In December 2014, the Russian Employment Code (the “Employment Code”) was supplemented by Chapter 50.1, which sets forth specifics of employment of foreign nationals and persons without citizenship (since the new Chapter does not differentiate regulations between these two categories, both will hereinafter be referred to as foreign citizens or foreign employees). The Chapter contains several new rules and clarifies issues which employers have faced when hiring expatriates. The key points are discussed below.
Scope of Effect
The general provisions of the new Chapter foresee that the employment relations between a foreign citizen and an employer shall be governed by Russian employment law, with the exception of cases where, under a federal law or an international treaty, the foreign nationals’ employment is governed by foreign law (para. one, Art. 327.1). This provision upholds the rule that there may be instances where foreign citizens’ labour is governed by foreign law (although the basic principle is that employment of a foreign workforce in Russia should be regulated by Russian employment law).
The new rules set forth the minimum age when a foreigner is entitled to enter into an employment agreement – 18 years old. Exceptions may be provided for by federal law (para. two, Art. 327.1). The previous edition of the Employment Code had no reference to the minimum age for foreign employees.
Term of Employment Agreement
The Employment Code now clearly states that a foreign national may enter into an agreement with an indefinite term or a fixed term (para. four, Art. 327.1). A fixed term agreement may be concluded if certain circumstances (Art. 59, the Employment Code) are present. Previously, some Russian courts pointed out that foreigners may work under fixed term agreements, only because their work permits are limited in time.
Requirements to the Content of Agreement
According to the new rules, the employment agreement with a foreign national must contain information about the work permit (permit for temporary residence, permit for residence) and details of the voluntary medical insurance policy or agreement for provision of medical services to the employee, concluded between the employer and a medical institution (Art. 327.2, the Employment Code).
It is advisable to include the above information and requisites by signing an additional agreement to the employment agreement. It is also possible to include this data in the employment agreement, based on Art. 57 of the Employment Code. However, it will be necessary to notify the employee of such inclusion. Hence, signing an additional agreement is preferable.
Suspension from Work
The new Chapter sets forth other (in addition to Art. 76 of the Employment Code) grounds for suspension of foreign nationals from work: suspension or expiry of the employer’s permission to hire foreign nationals, expiry of work permit or patent, expiry of temporary residence permit, expiry of residence permit, and expiry of a voluntary medical insurance policy or agreement for provision of medical services to the employee (Art. 327.5, the Employment Code).
Termination of Employment
Some provisions of the new Chapter are devoted to termination of employment with foreign citizens (Art. 327.6). Specifically, the Employment Code provides for additional grounds for termination. Most are concerned with annulment and expiry of the documents that allow a foreigner to reside or work in Russia (work permit, patent, temporary residence permit, etc.). However, suspension, expiry or annulment of the employer’s permission to hire foreign nationals also serves as a basis for termination. Expiry of a voluntary medical insurance policy or agreement for provision of medical services to the employee is also included in the list of grounds for termination.

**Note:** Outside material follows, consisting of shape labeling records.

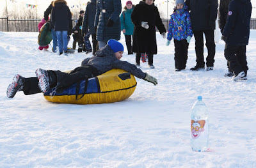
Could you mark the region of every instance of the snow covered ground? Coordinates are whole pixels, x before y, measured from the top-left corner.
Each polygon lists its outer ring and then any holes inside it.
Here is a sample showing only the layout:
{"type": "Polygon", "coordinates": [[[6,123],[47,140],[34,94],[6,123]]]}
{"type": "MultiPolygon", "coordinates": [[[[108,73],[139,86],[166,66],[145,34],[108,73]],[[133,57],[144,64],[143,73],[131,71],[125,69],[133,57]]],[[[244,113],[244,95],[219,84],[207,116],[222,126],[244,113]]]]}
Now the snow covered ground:
{"type": "MultiPolygon", "coordinates": [[[[187,69],[174,72],[173,42],[166,47],[157,33],[156,69],[141,65],[159,84],[136,79],[129,98],[97,105],[53,103],[42,93],[6,97],[16,73],[70,70],[92,56],[40,51],[37,36],[0,32],[0,167],[256,167],[256,31],[247,47],[247,81],[224,77],[221,40],[213,71],[189,70],[196,64],[192,38],[187,69]],[[209,112],[211,152],[190,148],[190,112],[198,95],[209,112]]],[[[122,60],[134,63],[135,55],[125,47],[122,60]]]]}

To some extent, the grounds for termination overlap with the grounds for suspension from work discussed in the previous section. In particular, suspension or expiry of the employer’s permission to hire foreign nationals, expiry of work permit or patent, temporary residence permit, residence permit, medical insurance policy or the medical services agreement, can be grounds for both suspension and termination. Therefore, it is within the employer’s discretion whether to use these grounds for suspension or for termination of the employee.
A question also arises regarding the applicable category for the termination of foreigners. For instance, Russian employment law provides specific categories such as termination at the employer’s initiative, and employees have certain immunities against dismissal on such grounds (e.g., an employer cannot initiate termination of a sick employee, or an employee on vacation, or a woman with kids under 3 years old, etc.). It is our opinion that the new grounds for termination of foreign nationals do not refer to termination at the employer’s initiative. Based on their nature, these grounds relate to general termination grounds (Art. 77, the Employment Code). Therefore, in our opinion, the above immunities are not applicable in case a foreigner is terminated based on the grounds set forth in the new Chapter.
The new law provides that in case a foreign employee is dismissed due to suspension or annulment of the employer’s permission to hire foreign nationals, such employee is entitled to a severance benefit of 2-weeks’ average salary (Art. 327.7, the Employment Code).